When the train destined to take me away from NSFTS and closer to the assurances of Nepal finally arrived, I was enveloped and uplifted in an immense wave of relief. Again shuttled into a scale model train compartment that challenged body and breath, I found the atmosphere and conditions this time far less jarring. At several junctures, while passengers were boarding and leaving, I even managed to briefly sit on the floor, or to stand loosely and unencumbered with my back to a wall. Mostly rattled, yes, but more so happy that I was drawing closer to where I wanted to be. The train reached Gorkaphur at approximately 5am. I could not find a hotel room and fortunately happened upon a bus leaving immediately for the Nepalese border (16RRs). Another 2-4 hour bus ride, this time keeping company with a group of chatty young Nepalese soldiers who were returning from training exercises in India. Not surprising, I had developed a case of severe stomach cramps and was dog-tired. Despite the pain, rough road, continuous bouncing, and social graces of my companions, I managed to sleep most of the way. We arrived at the India-Nepal border between 8 and 10 am on 6 August; barely 48 hours had passed since I had set off from Kahmandu for New Delhi. It felt like a couple of lifetimes. Following suspicious inquiries on the Indian exit side by border officials who seemed genuinely slighted and wanted to know why I was leaving their country on such short notice, I crossed over into the pleasantries of the Nepalese side without incident.
The bus for Kathmandu departed at 8pm, so I was faced with yet another arduously long stop over, if on refreshingly unevenful terms with scenic views. I spent my day rustling up whatever indulgences I could find, eager to proceed with a full 12-hour bout of self-nursing. I rented a large hotel room, watched the two-channel tv, slept and ate well, strolled around town, chatted with the local money changers, and lavished in the peace and tranquility that emerges as one begins the trek into Himalayan Nepal. By sundown I had begun to reclaim my spiritual equilibrium.

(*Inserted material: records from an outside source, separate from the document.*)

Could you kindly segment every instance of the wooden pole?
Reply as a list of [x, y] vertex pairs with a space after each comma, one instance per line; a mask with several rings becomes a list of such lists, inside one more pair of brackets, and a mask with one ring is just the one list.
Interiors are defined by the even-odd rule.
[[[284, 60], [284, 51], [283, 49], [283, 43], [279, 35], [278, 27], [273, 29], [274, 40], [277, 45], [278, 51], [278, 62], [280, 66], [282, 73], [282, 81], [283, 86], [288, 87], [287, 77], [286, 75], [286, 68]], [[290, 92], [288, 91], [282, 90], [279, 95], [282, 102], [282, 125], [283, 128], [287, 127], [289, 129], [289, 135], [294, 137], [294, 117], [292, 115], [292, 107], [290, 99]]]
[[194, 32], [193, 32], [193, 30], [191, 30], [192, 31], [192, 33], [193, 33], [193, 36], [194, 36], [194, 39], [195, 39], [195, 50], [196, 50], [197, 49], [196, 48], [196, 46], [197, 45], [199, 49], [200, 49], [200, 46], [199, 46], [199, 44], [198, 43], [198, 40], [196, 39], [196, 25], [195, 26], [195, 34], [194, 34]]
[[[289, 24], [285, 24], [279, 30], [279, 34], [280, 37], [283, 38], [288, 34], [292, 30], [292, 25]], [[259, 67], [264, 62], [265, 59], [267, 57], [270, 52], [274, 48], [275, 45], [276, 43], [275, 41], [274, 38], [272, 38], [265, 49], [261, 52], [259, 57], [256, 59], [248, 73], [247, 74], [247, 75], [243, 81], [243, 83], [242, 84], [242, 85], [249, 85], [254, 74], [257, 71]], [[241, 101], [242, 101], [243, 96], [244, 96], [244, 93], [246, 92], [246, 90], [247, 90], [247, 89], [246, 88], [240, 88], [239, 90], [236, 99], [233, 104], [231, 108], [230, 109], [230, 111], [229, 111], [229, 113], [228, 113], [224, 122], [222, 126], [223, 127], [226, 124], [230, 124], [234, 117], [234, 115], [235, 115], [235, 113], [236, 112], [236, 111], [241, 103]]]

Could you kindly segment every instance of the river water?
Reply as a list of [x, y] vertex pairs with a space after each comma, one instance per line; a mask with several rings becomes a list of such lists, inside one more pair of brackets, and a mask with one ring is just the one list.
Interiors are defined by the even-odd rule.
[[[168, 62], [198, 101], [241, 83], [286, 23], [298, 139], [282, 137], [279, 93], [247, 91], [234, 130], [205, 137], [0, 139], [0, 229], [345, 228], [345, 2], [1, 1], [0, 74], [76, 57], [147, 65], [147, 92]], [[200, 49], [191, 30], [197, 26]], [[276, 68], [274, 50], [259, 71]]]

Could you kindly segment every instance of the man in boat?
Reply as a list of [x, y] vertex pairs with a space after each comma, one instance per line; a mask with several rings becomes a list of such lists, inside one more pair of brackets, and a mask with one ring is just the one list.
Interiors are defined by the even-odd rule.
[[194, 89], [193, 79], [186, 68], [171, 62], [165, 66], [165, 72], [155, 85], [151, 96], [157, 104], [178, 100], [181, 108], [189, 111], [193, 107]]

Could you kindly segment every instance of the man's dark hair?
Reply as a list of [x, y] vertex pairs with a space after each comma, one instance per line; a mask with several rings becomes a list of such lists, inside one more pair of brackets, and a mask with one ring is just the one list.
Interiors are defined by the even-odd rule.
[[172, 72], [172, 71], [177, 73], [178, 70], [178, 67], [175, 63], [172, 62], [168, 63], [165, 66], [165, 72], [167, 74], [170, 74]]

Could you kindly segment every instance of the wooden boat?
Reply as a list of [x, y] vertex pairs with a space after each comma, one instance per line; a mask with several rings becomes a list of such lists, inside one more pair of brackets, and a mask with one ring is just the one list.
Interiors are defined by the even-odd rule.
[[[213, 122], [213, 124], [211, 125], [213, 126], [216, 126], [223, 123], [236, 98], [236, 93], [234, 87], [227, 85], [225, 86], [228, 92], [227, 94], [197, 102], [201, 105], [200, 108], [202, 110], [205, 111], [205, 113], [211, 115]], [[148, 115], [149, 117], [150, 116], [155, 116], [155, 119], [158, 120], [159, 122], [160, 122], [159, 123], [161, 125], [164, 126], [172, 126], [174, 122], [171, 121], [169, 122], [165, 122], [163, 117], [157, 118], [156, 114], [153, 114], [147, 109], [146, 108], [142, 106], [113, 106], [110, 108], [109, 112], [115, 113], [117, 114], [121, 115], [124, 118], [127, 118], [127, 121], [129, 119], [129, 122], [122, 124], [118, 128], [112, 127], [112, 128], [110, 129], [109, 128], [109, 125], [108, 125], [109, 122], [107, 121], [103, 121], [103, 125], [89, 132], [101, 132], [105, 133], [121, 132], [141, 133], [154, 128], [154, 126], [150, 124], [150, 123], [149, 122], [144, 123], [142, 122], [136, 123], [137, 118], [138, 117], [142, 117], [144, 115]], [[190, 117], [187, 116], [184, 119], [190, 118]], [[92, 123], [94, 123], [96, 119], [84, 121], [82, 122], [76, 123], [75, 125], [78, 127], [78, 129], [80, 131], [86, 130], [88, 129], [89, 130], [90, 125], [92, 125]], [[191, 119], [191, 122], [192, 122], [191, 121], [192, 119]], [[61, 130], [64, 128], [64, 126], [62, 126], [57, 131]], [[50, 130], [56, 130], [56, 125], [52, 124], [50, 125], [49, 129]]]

The bus ride to Kathmandu was a dream. Before leaving, I registered an ornery complaint with the two Nepalese kids who had sold me the screwy combo bus-train bucket tickets to Delhi. They were sincerely apologetic and assured me my overnight trip back to Kathmandu would be something “special”. I was assigned a shared seat with a bright, alluring, unpretensious, and engaging French woman in her early 30s. I suspect the ticket-touting teens suspected that after several hours of customary travel niceties and non verbal nuances, she and I would “discover” each other. And so we did.
God banished me from India but handed me over to Dominique.